RAÚL ABRAHAM CASTRO CORONA
Tinta ITAM
Uno de los pilares elementales del liberalismo político es la capacidad de exponer y difundir ideas; la posibilidad de disentir siempre y cuando no se entre en conflicto con la integridad individual de un tercero: la libertad de expresión. Una democracia liberal, en este sentido, tolera —y promueve— el intercambio de información entre sus electores. Así, la deliberación contribuiría al balance de poderes y a la toma de decisiones inclusiva. Cuando un fenómeno público afecta nuestra esfera privada —beneficiándonos o perjudicándonos— salen a relucir opiniones apasionadas, viscerales y potencialmente irracionales. Si personalizamos la política afectamos nuestra objetividad. No necesariamente esto es indeseable (¿puede ser la política enteramente racional —y así estudiarse y operarse como ciencia— o la consideramos más un arte —en tanto depende de sensibilidad de contextos y motivaciones?); sin embargo, lo potencialmente peligroso es renunciar a una crítica propositiva para favorecer la denuncia simplista y narcicista.

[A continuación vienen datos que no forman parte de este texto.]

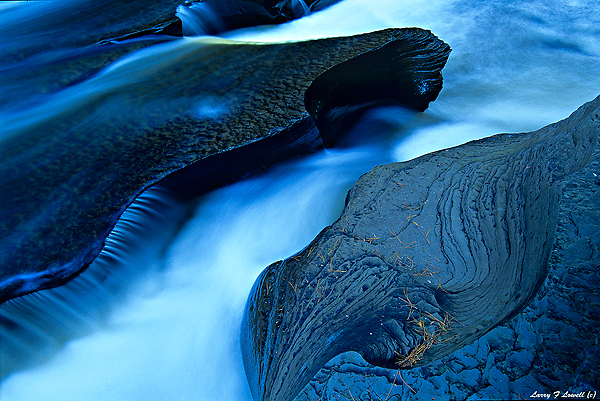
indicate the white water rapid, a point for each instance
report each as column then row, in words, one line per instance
column 164, row 324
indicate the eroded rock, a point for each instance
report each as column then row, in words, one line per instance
column 71, row 166
column 427, row 256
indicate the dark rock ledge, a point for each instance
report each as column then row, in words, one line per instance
column 219, row 109
column 427, row 256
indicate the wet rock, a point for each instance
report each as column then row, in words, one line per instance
column 427, row 256
column 214, row 16
column 219, row 108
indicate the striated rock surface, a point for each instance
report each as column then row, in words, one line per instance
column 69, row 167
column 427, row 256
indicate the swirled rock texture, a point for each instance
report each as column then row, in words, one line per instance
column 427, row 256
column 70, row 167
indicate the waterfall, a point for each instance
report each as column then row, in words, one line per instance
column 156, row 317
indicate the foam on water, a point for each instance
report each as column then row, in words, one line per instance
column 515, row 66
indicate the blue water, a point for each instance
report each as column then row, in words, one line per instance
column 165, row 325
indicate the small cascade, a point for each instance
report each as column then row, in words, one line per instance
column 35, row 326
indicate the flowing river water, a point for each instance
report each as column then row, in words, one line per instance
column 157, row 316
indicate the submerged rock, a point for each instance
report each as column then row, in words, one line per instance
column 69, row 167
column 427, row 256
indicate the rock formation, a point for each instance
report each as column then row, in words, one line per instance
column 71, row 166
column 427, row 256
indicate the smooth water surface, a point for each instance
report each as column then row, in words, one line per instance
column 168, row 327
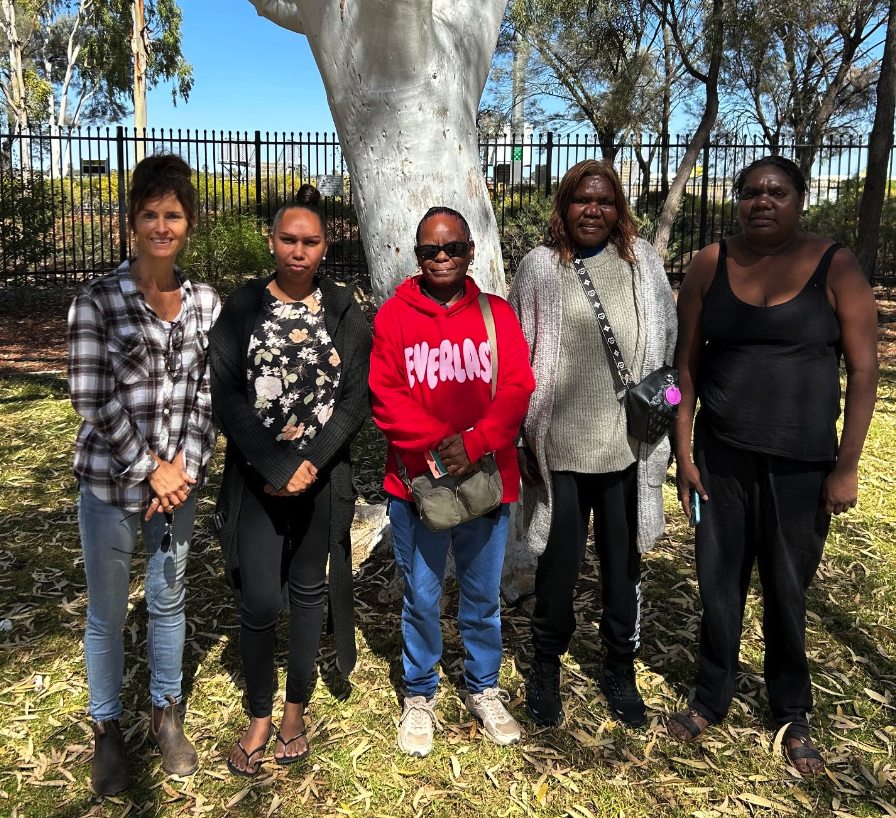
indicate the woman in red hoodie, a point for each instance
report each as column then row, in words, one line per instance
column 430, row 378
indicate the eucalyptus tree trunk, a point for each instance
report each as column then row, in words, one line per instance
column 710, row 79
column 403, row 80
column 879, row 145
column 141, row 56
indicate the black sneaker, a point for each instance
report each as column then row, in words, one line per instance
column 543, row 704
column 625, row 702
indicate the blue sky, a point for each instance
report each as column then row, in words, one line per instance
column 248, row 74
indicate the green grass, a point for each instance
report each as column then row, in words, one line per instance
column 591, row 767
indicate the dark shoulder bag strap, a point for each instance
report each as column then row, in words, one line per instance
column 603, row 322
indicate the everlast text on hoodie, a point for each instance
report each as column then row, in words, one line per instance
column 430, row 377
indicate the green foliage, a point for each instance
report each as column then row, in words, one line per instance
column 107, row 52
column 225, row 250
column 684, row 239
column 524, row 223
column 839, row 220
column 27, row 209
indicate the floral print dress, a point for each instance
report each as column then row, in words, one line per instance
column 293, row 368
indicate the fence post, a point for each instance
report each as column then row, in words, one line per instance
column 122, row 195
column 550, row 156
column 704, row 195
column 258, row 174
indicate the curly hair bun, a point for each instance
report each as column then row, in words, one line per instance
column 308, row 195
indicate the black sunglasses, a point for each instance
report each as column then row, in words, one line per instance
column 453, row 249
column 165, row 544
column 173, row 355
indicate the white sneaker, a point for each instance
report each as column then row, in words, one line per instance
column 416, row 726
column 489, row 708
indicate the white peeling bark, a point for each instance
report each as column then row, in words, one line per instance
column 403, row 79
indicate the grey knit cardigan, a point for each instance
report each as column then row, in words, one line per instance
column 536, row 298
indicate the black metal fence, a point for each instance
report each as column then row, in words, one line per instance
column 62, row 196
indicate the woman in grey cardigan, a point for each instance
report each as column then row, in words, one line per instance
column 575, row 454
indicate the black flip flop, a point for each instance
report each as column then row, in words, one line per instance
column 287, row 760
column 683, row 717
column 245, row 773
column 801, row 751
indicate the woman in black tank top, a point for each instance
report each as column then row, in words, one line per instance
column 763, row 322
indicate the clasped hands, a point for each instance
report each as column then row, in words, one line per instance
column 301, row 481
column 454, row 456
column 170, row 484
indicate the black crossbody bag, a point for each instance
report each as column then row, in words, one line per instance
column 651, row 405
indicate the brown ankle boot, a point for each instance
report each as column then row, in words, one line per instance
column 110, row 761
column 178, row 754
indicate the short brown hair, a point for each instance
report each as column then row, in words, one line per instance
column 624, row 232
column 157, row 176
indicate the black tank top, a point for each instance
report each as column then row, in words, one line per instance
column 769, row 377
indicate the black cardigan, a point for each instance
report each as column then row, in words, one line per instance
column 276, row 461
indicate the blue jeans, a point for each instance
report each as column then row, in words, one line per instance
column 420, row 555
column 108, row 540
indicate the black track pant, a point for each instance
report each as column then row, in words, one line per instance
column 768, row 510
column 613, row 498
column 282, row 539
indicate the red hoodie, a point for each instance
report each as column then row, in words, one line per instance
column 430, row 377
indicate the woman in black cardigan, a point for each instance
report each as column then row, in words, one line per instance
column 290, row 358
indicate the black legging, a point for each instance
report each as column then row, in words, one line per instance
column 613, row 498
column 282, row 539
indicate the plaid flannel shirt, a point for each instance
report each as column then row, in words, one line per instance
column 121, row 386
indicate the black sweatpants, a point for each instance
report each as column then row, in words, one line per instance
column 282, row 539
column 613, row 498
column 768, row 510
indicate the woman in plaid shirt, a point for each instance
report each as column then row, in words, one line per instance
column 139, row 378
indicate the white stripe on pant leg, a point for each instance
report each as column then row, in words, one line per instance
column 636, row 636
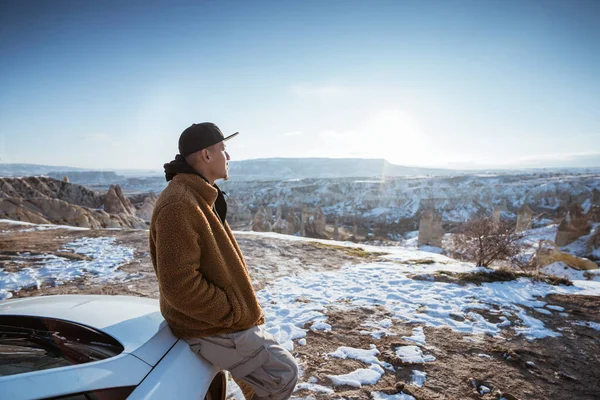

Todas las opiniones son válidas pero no se sigue que todas sean igualmente valoradas. Menos aún, que sean útiles para influir en aquello que se denuncia. Por un lado, gracias a nuestra interconectividad digital podemos hacer visibles escándalos y potenciar nuestro alcance; por otro, nuestro conformismo se exalta y nos importa más nuestro perfil público digital que el seguimiento a lo denunciado. Hoy pareciera que nuestra dotación de empatía se reduce de comprender un problema a compartir un link. Hoy pareciera que nuestra capacidad de indignación se reduce a trivialidades de forma e imagen. El esfuerzo que requiere investigar e informarnos supera el potencial beneficio de actuar sin recibir aplauso público. México requiere combatir a la comentocracia. Urgentemente. Es cobarde ostentarnos como opinólogos: no se va a revolucionar ni siquiera un paradigma usando 140 caracteres. En cambio, podríamos usar ese potencial alcance para promover un ejercicio periodístico formal y proteger su permanencia.
El periodismo en México es una profesión de alto riesgo. El poder de grupos criminales blinda su actuar ilícito al ahuyentar —so amenaza de muerte— a cualquiera que afecte sus intereses. Difundir terror es una estrategia perversamente eficaz para garantizar impunidad y no sólo los criminales lo han aprendido. Tal vez así podemos explicar la deformación del poder político para el dominio y beneficio privado. Tal vez así entendamos por qué se ha perdido la noción de servicio público o de política como herramienta para mejorar la realidad. Las estructuras formales del Estado (gobiernos locales, estatales o federales) juran guardar y hacer guardar las leyes; si son ellos los primeros en violarlas, la demagogia y el cinismo imperan. Y ninguna libertad se garantiza.
Post Scríptum. A todas luces es condenable el multihomicidio de la Colonia Narvarte (donde el fotoperiodista Rubén Espinosa fue asesinado junto con cuatro mujeres). Pensar que es un caso aislado sólo debilitaría nuestra posibilidad de presionar para el esclarecimiento de las investigaciones. La frustración e impotencia por la condición de seguridad que vivimos en México no debe nublar nuestra objetividad. El desahogo en redes sociales no basta. Despertar en otros la indignación es un primer paso, pero la capacidad de organización es el gran reto que las tecnologías de información tendrán que superar. El ejercicio de las libertades modernas requerirá cada vez más esfuerzo y conocimiento; la complejidad de los problemas aumenta pero también la posibilidad de afrontarlos.